Healthcare in the United States has traditionally involved a dualistic system that devalues behavioral health problems while privileging physical disease. The rise of chronic disease (i.e., heart disease, COPD, diabetes, etc.) and the failure of the healthcare system to adequately address behavioral health problems has resulted in an increasing recognition of the importance of behavior in health, so much so that the medical field has been said to be in the midst of a paradigm shift from a dualistic biomedical model to an integrated bio-behavioral model. This paradigm shift is well aligned with behavior analysis pragmatic values, and presents behavior analysts with an unparalleled opportunity for effective action within the medical system, a community from which we have largely been excluded. A key to successfully incorporating behavior analysis into an increasingly integrated model of care involves the development of behavior analytic training programs that adopt an intra-professional practice model. This presentation will examine this paradigm shift in the context of Deweys pragmatism and present a training model for the next generation of behavior analysts that retains these pragmatic values while fostering the inclusion of behavior analysis in the intra-professional integration of the healthcare system.

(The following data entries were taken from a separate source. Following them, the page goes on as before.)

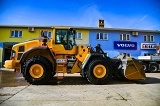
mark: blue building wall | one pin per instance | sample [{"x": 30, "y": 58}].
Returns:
[{"x": 108, "y": 45}]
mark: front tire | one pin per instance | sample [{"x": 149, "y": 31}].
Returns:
[
  {"x": 37, "y": 70},
  {"x": 99, "y": 71},
  {"x": 154, "y": 67}
]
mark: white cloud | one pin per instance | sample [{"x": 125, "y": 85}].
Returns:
[{"x": 90, "y": 15}]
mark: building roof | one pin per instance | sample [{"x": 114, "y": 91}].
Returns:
[{"x": 81, "y": 27}]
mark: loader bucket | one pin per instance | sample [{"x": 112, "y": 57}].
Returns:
[{"x": 133, "y": 70}]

Behavior Analysis Liberal Studies and Public Health
MARIA R. RUIZ (Rollins College), David Richard (Rollins College)
Abstract: Increasing demands for professional behavior analysts in certain area such autism, has resulted in the rapid expansion of masters programs that deliver instruction in a variety of ways ranging from the traditional classroom to web-based instruction and mobile learning. While growth in our training programs is inevitable, even desirable, our field would be well advised to examine carefully our end goals in training professionals at the master’s level who seek terminal degrees. If our goals center around the education of clinicians whose work will concentrate in narrow areas of practice such as autism, then a selective focus on foundations and applications of behavior analysis to these areas is appropriate. But, if on the other hand, our goals include expanding our field of influence in behavioral health, then we must consider broadening our students’ exposure. I will present a model that adopts Dewey’s pragmatic view of a liberal education and his insistence on cooperative work, in this case, by teaming with graduate programs in public health and health services administration, and introducing clinical science electives as a way of expanding our field of influence and broadening our areas of practice and visibility.